Conto das terças-feiras – A viúva Otacília e seus filhos
Gilberto Carvalho Pereira, Fortaleza, CE,
Dona Otacília era uma senhora de mais de setenta anos de idade, que morava em uma casa localizada em um terreno recuado da Rua Antônio Augusto, em Fortaleza. Sua residência era pequena e de aspecto misterioso, ninguém da rua a conhecia por dentro, a área que a antecedia, media da calçada à porta 80 metros de frente por 60 metros de fundo. Com ela moravam dois filhos e uma também idosa senhora, que ajudava nos afazeres domésticos. Falava-se, à boca pequena, que havia muito dinheiro guardado naquela casa, que dona Otacília era viúva de um homem bastante rico e que o dinheiro estaria enterrado no terreno.
A velha senhora só saía de casa para a missa dos domingos, sempre acompanhada pela dona Flor, bem mais jovem que a dita senhora. Florzinha, como era tratada dona Flor pela companheira de reza, nutria desejo de se casar com um dos filhos da amiga, de olho na propalada fortuna da família. Só que havia um problema, um dos filhos era portador de paraplegia e o outro alcoólatra. Os olhos de Florzinha estavam sempre voltados para esse último, o filho mais jovem, ou seja, não tão velho quanto o outro.
José Otávio, o alcoólatra, bebia quase todos os dias, seu vício era cachaça, a “mardita pinga”, expressão de dona Otacília. Ele dormia até às 14 horas, acordava, almoçava e saía para a rua. A garotada se divertia durante a sua volta à casa, depois das 22 horas, quando não havia mais bar aberto nas redondezas de onde morava. Conhecido na rua pela alcunha de “coveiro”, por sempre ver buraco à sua frente, quando bêbado.
A meninada sempre gritava:
— Zé da cova, olha o buraco!
De pronto Zé da Cova pulava, fazendo gesto que atravessara um buraco. Após o salto tentava se equilibrar e caía logo adiante. A gargalhada era prolongada, os meninos se apresentavam para colocá-lo de pé e vê-lo cair novamente.
— Zé da Cova, olha o buraco, esse é fundo – gritavam eles.
A cena se repetia quase todos os dias, José Otávio se preparava para saltar mais alto, com medo de cair no buraco. E assim, Zé da Cova se esforçava para chegar em casa, de tentativas de equilíbrio e quedas. Do bar que entrara pela última vez até a sua casa eram apenas três quarteirões, o tempo percorrido levava mais de duas horas. Às vezes nem chegava, ficava dormindo na porta do bar do senhor Raimundo, até o amanhecer. Nessas horas aparecia Florzinha dizendo:
— José Otávio, passando por aqui vi você indo para a sua casa. Posso acompanhá-lo? – perguntava a moça, procurando demonstrar tranquilidade para parecer que aquele encontro fora por acaso. Como ele nunca se lembrava do que ocorrera no dia anterior e em outros dias, ele sorria e aceitava a proposta. Andavam devagar e, ao chegar em casa, dona Otacília mandava o filho entrar, impedindo que a amiga entrasse também. Ficavam conversando na porta de casa, com a velha senhora procurando saber por que eles estavam juntos, naquela hora, novamente. A amiga disfarçava e tentava saber mais sobre José Otávio:
— É verdade que Otavinho, perguntava ela carinhosamente, não tem namorada?

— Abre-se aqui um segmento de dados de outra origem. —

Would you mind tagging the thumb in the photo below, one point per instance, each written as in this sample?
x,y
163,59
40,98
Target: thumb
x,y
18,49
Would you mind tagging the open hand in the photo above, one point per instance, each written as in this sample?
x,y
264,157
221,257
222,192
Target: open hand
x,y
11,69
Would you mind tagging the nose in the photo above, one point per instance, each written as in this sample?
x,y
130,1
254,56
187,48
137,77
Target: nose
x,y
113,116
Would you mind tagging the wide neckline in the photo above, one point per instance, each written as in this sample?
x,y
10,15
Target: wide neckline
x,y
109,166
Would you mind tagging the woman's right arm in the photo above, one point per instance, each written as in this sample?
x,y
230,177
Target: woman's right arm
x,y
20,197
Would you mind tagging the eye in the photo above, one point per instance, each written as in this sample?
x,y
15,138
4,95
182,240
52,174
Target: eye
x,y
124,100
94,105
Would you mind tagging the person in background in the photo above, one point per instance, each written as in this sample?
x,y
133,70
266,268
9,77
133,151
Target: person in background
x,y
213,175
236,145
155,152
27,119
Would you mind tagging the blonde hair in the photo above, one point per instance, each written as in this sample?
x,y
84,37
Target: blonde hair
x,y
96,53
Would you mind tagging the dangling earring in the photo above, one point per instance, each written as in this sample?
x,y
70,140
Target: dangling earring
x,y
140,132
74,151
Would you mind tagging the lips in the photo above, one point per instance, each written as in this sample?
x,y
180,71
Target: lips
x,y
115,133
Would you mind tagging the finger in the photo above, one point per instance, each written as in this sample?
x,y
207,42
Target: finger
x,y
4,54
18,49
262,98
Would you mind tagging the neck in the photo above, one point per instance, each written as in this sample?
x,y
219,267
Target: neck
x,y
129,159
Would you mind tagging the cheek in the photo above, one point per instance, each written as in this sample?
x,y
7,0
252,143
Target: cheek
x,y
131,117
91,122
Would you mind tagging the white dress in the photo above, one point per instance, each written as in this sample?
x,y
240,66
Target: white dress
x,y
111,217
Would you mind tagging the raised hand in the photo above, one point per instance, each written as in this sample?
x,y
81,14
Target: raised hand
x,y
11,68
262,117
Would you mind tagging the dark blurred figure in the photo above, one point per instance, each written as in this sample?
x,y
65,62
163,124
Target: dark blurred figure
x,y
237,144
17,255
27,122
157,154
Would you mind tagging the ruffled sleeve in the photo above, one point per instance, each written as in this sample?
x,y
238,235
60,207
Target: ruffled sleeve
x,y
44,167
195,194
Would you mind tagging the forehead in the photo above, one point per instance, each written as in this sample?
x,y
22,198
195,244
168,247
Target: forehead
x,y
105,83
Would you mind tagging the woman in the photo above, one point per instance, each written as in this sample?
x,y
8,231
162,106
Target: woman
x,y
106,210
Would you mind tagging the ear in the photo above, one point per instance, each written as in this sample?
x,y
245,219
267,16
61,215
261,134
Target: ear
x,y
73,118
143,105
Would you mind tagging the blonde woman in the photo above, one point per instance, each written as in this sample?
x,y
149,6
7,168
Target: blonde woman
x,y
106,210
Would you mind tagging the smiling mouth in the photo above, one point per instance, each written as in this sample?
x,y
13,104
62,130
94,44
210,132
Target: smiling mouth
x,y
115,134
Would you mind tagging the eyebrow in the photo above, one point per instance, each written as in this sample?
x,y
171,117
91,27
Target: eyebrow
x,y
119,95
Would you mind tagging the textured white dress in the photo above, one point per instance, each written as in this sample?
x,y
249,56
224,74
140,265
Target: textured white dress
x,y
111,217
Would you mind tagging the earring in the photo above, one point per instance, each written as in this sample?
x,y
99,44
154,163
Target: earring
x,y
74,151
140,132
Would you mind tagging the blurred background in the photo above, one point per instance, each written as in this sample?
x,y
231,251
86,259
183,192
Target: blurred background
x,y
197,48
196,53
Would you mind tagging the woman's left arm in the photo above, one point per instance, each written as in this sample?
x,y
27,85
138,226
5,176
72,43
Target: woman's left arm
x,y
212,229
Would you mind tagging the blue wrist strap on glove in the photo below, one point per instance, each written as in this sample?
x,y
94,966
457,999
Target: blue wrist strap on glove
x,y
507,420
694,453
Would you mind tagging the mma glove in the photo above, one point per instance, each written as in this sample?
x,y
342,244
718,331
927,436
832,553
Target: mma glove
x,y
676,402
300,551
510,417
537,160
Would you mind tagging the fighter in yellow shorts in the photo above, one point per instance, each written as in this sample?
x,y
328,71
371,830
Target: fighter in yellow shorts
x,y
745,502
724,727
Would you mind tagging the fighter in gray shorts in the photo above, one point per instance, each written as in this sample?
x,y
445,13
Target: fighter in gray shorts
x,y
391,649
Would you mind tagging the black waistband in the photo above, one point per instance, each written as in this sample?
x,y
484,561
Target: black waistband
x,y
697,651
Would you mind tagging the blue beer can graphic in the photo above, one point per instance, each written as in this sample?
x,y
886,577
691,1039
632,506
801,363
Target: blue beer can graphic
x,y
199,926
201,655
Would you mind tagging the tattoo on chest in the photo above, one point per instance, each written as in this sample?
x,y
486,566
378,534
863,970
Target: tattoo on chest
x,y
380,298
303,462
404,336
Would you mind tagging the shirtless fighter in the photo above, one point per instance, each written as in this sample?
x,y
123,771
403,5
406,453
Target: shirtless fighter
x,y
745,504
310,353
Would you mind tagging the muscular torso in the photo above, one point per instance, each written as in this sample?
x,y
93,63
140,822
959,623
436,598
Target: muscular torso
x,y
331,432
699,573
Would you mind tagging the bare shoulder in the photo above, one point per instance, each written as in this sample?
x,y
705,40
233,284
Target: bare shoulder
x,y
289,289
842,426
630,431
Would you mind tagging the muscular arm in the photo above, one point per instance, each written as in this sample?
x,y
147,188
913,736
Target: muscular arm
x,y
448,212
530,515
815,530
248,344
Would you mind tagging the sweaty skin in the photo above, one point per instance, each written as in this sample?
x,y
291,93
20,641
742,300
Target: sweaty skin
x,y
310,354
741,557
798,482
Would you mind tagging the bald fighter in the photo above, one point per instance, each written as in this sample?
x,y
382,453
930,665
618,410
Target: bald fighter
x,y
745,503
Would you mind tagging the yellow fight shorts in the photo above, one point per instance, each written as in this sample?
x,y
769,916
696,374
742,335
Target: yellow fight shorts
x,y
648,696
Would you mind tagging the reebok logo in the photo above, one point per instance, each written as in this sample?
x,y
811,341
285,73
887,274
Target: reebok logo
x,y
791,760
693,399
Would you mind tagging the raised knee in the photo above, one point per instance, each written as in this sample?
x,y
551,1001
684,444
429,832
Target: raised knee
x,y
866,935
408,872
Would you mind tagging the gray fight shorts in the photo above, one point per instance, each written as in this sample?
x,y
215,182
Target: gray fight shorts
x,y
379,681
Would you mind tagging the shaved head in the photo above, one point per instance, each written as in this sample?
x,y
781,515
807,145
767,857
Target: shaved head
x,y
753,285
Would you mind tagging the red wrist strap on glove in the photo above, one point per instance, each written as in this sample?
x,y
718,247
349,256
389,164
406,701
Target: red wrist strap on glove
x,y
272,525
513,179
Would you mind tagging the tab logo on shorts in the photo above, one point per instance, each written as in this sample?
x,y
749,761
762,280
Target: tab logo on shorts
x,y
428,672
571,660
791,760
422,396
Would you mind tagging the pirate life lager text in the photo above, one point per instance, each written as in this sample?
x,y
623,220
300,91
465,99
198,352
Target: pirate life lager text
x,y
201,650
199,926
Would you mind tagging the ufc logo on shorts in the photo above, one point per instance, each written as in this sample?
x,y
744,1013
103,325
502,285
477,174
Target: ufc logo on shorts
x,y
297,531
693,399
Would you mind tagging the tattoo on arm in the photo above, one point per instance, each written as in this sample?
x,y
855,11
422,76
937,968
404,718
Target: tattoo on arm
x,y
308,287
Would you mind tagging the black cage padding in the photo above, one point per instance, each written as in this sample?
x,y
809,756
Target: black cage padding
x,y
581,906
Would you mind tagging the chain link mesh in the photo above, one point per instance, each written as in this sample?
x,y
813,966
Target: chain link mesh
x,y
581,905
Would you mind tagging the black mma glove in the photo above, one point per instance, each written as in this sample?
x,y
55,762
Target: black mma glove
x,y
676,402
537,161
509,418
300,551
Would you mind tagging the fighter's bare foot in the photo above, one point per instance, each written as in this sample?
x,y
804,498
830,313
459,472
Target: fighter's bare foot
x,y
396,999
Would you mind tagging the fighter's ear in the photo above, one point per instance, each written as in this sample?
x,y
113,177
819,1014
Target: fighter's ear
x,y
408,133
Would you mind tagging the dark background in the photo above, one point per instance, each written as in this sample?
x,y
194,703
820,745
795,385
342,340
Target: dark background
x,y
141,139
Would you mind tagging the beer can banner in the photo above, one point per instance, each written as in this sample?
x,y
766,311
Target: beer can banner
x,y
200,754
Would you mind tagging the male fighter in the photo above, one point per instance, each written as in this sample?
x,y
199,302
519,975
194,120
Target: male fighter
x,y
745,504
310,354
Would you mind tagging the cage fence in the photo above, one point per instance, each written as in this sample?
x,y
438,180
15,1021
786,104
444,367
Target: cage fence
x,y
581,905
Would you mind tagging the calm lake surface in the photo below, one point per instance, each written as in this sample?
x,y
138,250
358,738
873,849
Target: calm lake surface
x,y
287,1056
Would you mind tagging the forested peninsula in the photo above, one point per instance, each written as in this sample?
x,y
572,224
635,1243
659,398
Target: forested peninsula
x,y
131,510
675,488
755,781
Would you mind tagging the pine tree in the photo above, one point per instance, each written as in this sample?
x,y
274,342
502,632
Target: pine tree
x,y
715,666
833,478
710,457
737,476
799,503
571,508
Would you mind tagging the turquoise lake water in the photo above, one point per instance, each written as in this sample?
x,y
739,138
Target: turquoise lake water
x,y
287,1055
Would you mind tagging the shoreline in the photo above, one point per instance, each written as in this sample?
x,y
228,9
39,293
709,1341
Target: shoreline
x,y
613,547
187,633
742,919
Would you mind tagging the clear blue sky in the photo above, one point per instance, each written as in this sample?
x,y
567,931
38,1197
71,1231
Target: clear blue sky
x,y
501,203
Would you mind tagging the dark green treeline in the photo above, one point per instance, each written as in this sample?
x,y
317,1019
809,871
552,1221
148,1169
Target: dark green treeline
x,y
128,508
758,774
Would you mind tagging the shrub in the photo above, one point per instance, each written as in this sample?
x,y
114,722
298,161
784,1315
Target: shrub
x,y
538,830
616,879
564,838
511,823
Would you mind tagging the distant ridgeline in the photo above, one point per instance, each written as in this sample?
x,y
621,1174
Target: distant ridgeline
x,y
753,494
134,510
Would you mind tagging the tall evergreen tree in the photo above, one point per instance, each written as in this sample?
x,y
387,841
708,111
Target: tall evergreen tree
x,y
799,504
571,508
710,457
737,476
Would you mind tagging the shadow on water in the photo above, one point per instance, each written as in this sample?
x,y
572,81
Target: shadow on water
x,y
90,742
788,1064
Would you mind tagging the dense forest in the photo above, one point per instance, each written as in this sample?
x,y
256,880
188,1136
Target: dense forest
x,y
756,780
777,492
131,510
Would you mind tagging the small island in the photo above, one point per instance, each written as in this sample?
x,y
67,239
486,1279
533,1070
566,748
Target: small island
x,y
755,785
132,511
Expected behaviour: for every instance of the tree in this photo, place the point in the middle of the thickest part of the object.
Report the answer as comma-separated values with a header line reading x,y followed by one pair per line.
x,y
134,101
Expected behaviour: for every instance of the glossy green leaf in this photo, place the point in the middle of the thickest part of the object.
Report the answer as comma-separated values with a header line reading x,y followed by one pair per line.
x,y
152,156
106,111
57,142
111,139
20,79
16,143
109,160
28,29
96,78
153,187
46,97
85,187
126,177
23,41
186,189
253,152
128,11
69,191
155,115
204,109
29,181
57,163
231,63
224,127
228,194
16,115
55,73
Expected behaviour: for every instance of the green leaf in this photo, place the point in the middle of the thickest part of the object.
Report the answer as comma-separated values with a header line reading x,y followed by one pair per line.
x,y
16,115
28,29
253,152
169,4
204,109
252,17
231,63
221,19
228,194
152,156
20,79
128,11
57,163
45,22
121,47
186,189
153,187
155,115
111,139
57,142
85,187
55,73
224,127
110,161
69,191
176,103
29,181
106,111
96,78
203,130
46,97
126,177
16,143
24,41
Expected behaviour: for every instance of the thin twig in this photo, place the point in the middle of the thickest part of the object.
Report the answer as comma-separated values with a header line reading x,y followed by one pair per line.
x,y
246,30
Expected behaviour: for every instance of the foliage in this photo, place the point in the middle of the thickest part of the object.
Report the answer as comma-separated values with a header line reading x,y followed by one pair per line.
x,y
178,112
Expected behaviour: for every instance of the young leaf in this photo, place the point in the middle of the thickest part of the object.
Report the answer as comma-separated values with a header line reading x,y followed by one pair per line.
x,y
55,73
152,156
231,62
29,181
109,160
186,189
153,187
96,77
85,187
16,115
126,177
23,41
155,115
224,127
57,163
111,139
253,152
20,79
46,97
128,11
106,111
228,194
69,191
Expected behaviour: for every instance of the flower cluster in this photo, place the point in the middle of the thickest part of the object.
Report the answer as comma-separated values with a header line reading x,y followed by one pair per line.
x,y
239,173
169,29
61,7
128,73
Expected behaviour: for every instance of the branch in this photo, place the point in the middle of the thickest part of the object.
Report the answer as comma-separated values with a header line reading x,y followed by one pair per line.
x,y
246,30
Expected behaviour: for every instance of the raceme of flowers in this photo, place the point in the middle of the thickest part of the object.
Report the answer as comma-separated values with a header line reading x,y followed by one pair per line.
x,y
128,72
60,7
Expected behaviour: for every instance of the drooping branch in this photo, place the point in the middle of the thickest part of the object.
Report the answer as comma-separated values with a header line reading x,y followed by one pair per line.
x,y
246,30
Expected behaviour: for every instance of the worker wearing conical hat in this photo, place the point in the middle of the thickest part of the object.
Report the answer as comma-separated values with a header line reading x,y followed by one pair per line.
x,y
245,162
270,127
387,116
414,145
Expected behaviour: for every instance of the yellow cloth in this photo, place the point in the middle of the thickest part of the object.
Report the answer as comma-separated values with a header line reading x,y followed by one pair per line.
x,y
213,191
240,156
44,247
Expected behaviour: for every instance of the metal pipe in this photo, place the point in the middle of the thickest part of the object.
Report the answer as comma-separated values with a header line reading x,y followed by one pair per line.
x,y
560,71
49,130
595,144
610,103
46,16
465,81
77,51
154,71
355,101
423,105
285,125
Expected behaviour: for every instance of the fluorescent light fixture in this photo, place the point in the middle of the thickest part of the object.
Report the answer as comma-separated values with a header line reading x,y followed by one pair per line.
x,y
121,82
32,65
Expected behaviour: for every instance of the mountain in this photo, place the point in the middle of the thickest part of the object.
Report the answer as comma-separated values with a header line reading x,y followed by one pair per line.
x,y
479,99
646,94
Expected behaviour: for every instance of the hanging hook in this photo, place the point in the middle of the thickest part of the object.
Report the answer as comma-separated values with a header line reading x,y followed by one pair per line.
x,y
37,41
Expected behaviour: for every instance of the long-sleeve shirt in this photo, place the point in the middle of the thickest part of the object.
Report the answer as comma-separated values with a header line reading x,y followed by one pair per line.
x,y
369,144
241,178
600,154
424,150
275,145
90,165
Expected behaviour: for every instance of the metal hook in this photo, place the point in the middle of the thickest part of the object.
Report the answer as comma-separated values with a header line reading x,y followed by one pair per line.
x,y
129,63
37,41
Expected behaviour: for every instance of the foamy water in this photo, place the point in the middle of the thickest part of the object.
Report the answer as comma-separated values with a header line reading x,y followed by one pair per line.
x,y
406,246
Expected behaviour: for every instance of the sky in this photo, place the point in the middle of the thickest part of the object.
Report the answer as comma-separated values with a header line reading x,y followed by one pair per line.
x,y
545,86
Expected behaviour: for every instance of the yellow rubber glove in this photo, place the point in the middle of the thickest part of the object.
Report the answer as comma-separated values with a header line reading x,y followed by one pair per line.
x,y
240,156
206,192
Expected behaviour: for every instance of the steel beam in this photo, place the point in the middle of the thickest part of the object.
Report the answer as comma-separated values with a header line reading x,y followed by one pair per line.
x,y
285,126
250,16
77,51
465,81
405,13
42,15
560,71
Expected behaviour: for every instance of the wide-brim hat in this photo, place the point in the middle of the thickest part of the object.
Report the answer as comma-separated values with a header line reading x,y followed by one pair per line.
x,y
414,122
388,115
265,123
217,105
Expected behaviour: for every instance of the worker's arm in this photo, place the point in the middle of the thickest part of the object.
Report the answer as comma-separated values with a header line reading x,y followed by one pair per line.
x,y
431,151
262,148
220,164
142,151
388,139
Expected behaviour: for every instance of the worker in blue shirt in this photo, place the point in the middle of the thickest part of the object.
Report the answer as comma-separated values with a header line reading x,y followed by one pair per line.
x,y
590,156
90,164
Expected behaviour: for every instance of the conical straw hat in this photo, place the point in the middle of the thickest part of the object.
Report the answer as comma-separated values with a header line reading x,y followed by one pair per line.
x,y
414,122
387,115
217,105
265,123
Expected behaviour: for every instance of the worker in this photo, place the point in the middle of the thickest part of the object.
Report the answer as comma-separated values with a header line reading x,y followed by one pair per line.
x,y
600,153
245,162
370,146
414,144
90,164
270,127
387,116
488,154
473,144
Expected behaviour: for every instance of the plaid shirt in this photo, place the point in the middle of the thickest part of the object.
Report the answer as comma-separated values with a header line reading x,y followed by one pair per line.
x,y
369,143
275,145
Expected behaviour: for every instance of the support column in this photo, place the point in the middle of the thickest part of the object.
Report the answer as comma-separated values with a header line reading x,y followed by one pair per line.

Dona Otacília, mulher experiente, desconversava, deixando a amiga falando sozinha. Quando a conversa era sobre os filhos, não havia diálogo, ela sabia que elas só se aproximavam deles por causa de seu dinheiro. Até o filho portador de paraplegia não escapava dessas investidas.
Com a continuidade do vício, nem mesmo a cachaça bastava para José Otávio. Ele passou a beber álcool puro e, na falta deste, até perfume servia. Daí foram dias angustiantes para a mãe, que sofria com a dependência do filho. Ela chegara a desejar que o filho também tivesse nascido com paraplegia ou qualquer outra doença que o mantivesse imobilizado em cadeira de rodas, como o irmão, que quase não lhe dava trabalho.
Por ironia do destino, os dois irmãos vieram a falecer primeiro que a mãe, permitindo que a velha senhora tivesse um fim de vida mais tranquilo. Antes de morrer deixou sua fortuna, que não estava enterrada e sim depositada em um banco para uma instituição que mantinha uma casa de repouso para idosos de baixa renda, por ela criada.